Although the term foodie, meaning someone who is keenly interested in all things food, was first used by Gael Greene of New York magazine in 1980, it is often attributed to Paul Levy and Ann Barr who used it in the title of their 1984 book The Official Foodie Handbook. It seems the term was coined independently on either side of the Atlantic.
The American food critic Gael Green first used the word in a story on June 2 1980, and used it several times in 1982 and 1983. In the UK, Paul Levy, journalist and food and wine editor for The Observer, first used foodie in an article that appeared in the August 1982 issue of Harpers & Queen magazine, titled Cuisine Poseur. In that article, Levy defined a foodies as “the new sect which elevates all food to a sacrament”.
Levy collaborated with Harpers & Queen editor Ann Barr on a satirical book called The Official Foodie Handbook, published in 1984 in the UK. In the handbook, a foodie is described less flatteringly as “all palate with a vestigial person attached”. According to a review in the New York Daily News in 1985, the handbook also explains other mysteries:
Why no two knives are the same in a foodie kitchen: “It is very, very non-F to have a set of matching stainless steel knives with rosewood handles dangling from a rack.”

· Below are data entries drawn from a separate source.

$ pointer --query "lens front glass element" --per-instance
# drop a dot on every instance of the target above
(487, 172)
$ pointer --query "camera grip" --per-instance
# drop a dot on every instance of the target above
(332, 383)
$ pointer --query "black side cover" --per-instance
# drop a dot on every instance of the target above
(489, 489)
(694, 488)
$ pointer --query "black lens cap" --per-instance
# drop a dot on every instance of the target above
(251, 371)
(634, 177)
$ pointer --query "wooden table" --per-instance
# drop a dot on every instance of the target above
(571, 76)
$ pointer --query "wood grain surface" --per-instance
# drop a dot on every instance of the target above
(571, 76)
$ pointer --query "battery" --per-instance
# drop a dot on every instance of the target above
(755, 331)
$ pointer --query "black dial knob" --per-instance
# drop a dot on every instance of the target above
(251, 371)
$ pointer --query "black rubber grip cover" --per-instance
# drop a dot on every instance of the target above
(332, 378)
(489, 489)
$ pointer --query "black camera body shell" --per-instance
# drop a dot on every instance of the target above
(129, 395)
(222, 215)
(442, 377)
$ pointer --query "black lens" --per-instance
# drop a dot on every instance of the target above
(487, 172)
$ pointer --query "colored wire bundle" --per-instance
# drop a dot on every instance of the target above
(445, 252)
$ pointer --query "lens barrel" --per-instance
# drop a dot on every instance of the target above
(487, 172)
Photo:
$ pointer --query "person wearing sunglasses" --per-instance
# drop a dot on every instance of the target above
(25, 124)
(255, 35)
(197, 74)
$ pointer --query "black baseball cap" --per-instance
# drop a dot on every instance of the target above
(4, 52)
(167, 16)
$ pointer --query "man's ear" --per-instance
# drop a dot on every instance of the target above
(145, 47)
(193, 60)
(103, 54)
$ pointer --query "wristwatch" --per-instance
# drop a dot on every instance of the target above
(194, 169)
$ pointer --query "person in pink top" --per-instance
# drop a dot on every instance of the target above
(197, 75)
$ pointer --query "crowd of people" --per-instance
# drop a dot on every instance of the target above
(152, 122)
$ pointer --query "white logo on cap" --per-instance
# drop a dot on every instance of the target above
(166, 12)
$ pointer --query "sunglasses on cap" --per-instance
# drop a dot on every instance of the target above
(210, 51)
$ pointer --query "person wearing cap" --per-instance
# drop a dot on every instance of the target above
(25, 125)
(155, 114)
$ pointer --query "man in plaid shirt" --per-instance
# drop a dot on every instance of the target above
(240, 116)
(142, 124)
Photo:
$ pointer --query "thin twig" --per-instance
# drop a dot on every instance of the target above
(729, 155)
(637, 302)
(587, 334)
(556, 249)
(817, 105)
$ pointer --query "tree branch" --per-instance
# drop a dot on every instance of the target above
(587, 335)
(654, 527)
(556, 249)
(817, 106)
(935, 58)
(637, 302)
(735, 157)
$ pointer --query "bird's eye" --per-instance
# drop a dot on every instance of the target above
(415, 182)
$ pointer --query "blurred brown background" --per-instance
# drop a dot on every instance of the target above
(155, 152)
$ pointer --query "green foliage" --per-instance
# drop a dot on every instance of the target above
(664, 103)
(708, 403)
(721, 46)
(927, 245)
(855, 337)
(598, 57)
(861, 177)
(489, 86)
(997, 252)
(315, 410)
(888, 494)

Why businessmen are scorned by foodies: They are “the dreaded people who like everything flambé”.
Why second-generation foodies are as rare as white truffles: “Most foodies are first generation because 1) it is an upwardly mobile activity, 2) it is an activity of the 1980s.”
Why foodies are so fanatical: “They are converts – with all a convert’s zeal”.
According to the handbook, foodies and “grapies” (wine enthusiasts) are mutually exclusive, because grapies don’t mind what they eat as long as it doesn’t interfere with the wine. Most would not accept this assertion today.
The book was divided into four main parts: The Foodie at Home, The Foodie Eats Out, The Global Foodie, and a Foodie Who’s Who. The authors saw foodies as an extension of the “Me generation”, with the palate providing ” a living, thrilling, sensitive new place to be Me”.
By September 1984 Australia had its first proclaimed convert, with David Dale telling Tharunka, the Sydney University paper: “I am a ‘foodie’. I am adapting an English book called the ‘foodie’ handbook. It’s about people obsessed about food.” Dale’s adaptation was published in early 1985.